January 26, 2015

Really? Really? How far have we come, really?

I have been at this ED advocacy long enough to have seen a lot of people come and go. Early on I assumed I would move on pretty quickly. I honestly and naively believed that the top issues I feel most passionate about could and would be solved if only people stepped up and made them a priority.

But I realize not much has been achieved. I know, I know: we've done so much.

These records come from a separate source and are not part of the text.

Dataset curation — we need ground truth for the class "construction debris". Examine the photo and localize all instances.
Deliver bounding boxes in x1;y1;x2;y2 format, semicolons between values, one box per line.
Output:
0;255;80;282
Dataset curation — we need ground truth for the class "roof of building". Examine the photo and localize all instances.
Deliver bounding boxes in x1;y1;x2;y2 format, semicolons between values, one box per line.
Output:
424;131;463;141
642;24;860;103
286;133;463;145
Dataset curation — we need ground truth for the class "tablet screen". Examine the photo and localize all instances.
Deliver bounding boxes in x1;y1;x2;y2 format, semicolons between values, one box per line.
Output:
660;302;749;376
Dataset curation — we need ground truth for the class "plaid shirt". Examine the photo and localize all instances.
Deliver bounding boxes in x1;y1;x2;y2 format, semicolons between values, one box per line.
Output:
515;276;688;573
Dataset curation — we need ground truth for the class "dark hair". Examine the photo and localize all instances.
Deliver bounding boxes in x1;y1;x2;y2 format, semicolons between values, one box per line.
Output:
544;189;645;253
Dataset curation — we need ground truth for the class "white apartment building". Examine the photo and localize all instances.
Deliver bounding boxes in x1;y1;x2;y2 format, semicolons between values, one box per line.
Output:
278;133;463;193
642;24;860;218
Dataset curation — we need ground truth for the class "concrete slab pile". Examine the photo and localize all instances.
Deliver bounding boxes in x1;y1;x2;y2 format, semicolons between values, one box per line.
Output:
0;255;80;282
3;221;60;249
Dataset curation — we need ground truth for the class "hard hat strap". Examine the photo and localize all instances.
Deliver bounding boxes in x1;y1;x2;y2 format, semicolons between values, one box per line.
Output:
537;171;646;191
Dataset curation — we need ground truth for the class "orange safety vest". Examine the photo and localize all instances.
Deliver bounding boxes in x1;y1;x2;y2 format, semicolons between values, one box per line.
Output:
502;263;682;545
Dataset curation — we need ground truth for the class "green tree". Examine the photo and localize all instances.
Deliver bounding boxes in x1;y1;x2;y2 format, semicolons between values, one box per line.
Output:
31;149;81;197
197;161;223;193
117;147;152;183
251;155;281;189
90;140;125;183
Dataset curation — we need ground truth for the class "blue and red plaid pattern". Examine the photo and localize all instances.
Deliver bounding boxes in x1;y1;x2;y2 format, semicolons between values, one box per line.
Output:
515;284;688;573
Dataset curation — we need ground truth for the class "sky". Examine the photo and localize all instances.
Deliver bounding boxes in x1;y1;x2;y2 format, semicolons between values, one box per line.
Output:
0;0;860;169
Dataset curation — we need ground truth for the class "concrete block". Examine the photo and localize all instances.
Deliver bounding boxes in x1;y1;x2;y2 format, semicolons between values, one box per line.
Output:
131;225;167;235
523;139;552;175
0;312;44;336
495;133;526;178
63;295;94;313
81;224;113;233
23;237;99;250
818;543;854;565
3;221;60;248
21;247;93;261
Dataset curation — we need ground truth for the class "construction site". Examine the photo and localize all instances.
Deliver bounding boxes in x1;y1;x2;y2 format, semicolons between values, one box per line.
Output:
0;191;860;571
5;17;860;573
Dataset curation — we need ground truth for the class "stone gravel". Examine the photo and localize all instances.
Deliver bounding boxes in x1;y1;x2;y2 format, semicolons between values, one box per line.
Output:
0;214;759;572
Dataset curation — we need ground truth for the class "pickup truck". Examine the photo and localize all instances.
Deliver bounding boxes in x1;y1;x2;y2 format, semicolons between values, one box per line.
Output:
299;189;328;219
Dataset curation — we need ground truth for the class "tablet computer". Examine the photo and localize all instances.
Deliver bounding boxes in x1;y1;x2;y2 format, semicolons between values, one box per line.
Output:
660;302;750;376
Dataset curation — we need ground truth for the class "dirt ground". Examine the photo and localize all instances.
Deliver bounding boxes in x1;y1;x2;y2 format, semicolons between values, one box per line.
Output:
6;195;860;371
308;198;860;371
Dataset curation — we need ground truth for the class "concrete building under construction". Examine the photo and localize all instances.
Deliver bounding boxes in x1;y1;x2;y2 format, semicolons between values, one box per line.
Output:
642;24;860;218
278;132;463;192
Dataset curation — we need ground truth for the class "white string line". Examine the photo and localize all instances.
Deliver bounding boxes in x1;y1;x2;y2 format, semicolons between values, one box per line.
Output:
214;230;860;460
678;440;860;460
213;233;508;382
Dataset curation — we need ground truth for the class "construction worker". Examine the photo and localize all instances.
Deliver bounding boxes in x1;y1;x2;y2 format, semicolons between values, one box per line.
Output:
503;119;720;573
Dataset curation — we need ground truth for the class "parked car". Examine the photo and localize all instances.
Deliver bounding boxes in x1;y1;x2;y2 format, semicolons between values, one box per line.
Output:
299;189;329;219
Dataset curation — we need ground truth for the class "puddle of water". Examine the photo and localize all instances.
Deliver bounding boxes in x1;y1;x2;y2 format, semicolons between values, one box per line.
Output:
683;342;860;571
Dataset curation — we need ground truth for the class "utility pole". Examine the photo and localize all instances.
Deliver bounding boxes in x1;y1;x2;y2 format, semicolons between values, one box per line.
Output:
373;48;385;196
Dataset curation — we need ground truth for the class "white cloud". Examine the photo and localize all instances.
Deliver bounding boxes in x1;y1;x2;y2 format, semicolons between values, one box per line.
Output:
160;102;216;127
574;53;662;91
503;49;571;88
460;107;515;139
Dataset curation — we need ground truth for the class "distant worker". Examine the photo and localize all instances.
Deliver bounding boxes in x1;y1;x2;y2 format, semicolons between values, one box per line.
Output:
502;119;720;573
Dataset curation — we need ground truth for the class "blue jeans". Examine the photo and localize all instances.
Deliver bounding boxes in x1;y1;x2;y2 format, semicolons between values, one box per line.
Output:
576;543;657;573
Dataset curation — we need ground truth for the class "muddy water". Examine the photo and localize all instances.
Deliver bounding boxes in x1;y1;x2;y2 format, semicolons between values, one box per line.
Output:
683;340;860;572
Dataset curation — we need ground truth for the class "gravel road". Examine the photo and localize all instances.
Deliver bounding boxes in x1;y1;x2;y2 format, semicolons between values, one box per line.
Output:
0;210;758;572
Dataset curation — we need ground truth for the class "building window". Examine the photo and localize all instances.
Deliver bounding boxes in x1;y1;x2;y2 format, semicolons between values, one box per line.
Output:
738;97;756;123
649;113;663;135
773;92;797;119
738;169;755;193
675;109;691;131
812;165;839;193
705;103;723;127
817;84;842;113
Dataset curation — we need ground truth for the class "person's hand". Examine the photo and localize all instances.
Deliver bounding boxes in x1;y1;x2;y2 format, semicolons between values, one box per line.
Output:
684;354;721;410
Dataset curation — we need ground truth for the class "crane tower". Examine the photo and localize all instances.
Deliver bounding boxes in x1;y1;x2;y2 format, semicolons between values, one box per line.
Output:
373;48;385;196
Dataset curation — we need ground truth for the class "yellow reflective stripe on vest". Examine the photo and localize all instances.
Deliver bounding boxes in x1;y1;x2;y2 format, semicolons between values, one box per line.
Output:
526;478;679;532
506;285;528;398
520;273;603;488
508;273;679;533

But I guess there was far more to be done than I'd considered.

I thought by now that:

  • The link between nourishment and the psychological symptoms of an eating disorder would be obvious and well-incorporated into treatment.
  • Parents would not have to fight to be included in, not to mention not be pathologized, in the treatment of their beloved children.
  • Standards for care based on current science would exist and be followed, and those who did not do so would be under pressure to do so
  • Nature and nurture would be understood as part of causing the illness but not in equal measure
  • Environment would be understood to include nutrition
  • EDs would be seen more like OCDs, where the "environment" part of the picture would influence the presentation but not the core disorder
  • Patients would have a range of options for treatment which would be coordinated and share common principles
We're not there, though. We're still fighting over basic stuff.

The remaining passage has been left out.